Mathematical definition of Independence

In a world where everyone is racing to be independent, let us dig mathematically what independence really means?

Technically, independence is a relation about information. This basically means occurrence of one event provides no context or effect on occurrence of other event.

Now consider a large sample space and imagine two disjoint events A and B within it.

Since, the events are disjoint (not sharing anything), we can intuitively guess, P(A⊓B) = 0

However, probability of the events happening individually remains greater than zero,

i.e. P(A) > 0 and P(B) > 0.

What this means is if we know that event A has occurred then we surely know that we event B has not occurred, which makes the two events dependents on each other. Hence, the illusion of being disjoint in a large sample space does not hold up to being independent.

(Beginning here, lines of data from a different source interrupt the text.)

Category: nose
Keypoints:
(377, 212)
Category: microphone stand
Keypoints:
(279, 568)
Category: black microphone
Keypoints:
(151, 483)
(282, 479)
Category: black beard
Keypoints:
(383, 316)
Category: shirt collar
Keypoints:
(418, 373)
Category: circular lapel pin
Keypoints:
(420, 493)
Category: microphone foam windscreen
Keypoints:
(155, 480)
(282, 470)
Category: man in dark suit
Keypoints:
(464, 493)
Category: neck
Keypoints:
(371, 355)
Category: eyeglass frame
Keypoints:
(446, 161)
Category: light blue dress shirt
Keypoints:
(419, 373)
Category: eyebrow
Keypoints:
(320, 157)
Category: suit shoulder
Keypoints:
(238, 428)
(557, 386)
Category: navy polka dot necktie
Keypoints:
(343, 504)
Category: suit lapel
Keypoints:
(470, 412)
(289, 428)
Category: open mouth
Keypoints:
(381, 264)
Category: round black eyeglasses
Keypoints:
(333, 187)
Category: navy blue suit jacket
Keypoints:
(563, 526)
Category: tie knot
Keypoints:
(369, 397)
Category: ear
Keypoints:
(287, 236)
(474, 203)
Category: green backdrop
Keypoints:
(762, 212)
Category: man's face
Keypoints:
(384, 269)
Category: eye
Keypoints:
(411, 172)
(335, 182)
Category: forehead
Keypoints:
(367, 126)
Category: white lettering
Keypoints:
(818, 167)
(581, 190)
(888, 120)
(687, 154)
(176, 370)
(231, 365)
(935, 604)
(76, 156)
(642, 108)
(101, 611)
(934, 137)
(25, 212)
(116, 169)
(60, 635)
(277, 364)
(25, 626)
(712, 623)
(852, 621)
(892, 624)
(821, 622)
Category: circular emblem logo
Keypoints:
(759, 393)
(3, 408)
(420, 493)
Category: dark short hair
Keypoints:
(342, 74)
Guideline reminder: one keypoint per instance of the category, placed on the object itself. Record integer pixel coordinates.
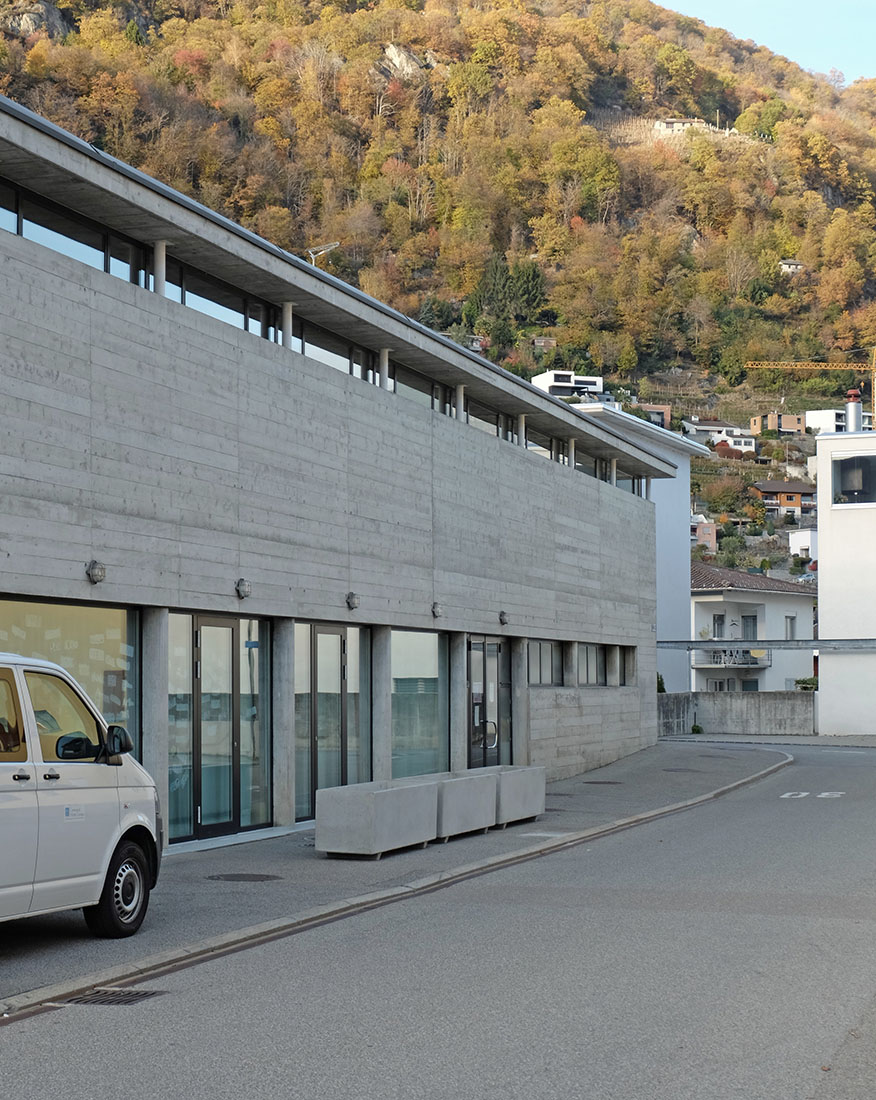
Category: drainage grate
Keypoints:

For being truly independent, the equation must be P(A⊓B) = P(A)xP(B).

A sample of this would be the probability of tossing a coin resulting in head or tails is completely independent of the fact whether it will rain tonight.

We live in an interconnected world, where our subconscious is exposes to the interaction with outside world, be it visuals, sounds, texts, etc. Hence, the very notion of being independent in our mind comes from this exposure. We quickly try to evaluate ourselves based on certain parameters. However, this very evaluation beats the purpose of independence.

To be truly independent, we must be connected with the Self, where we perceive the events of outside worlds as mere observations, which do not alter the state of Self, which is anyway eternal constant.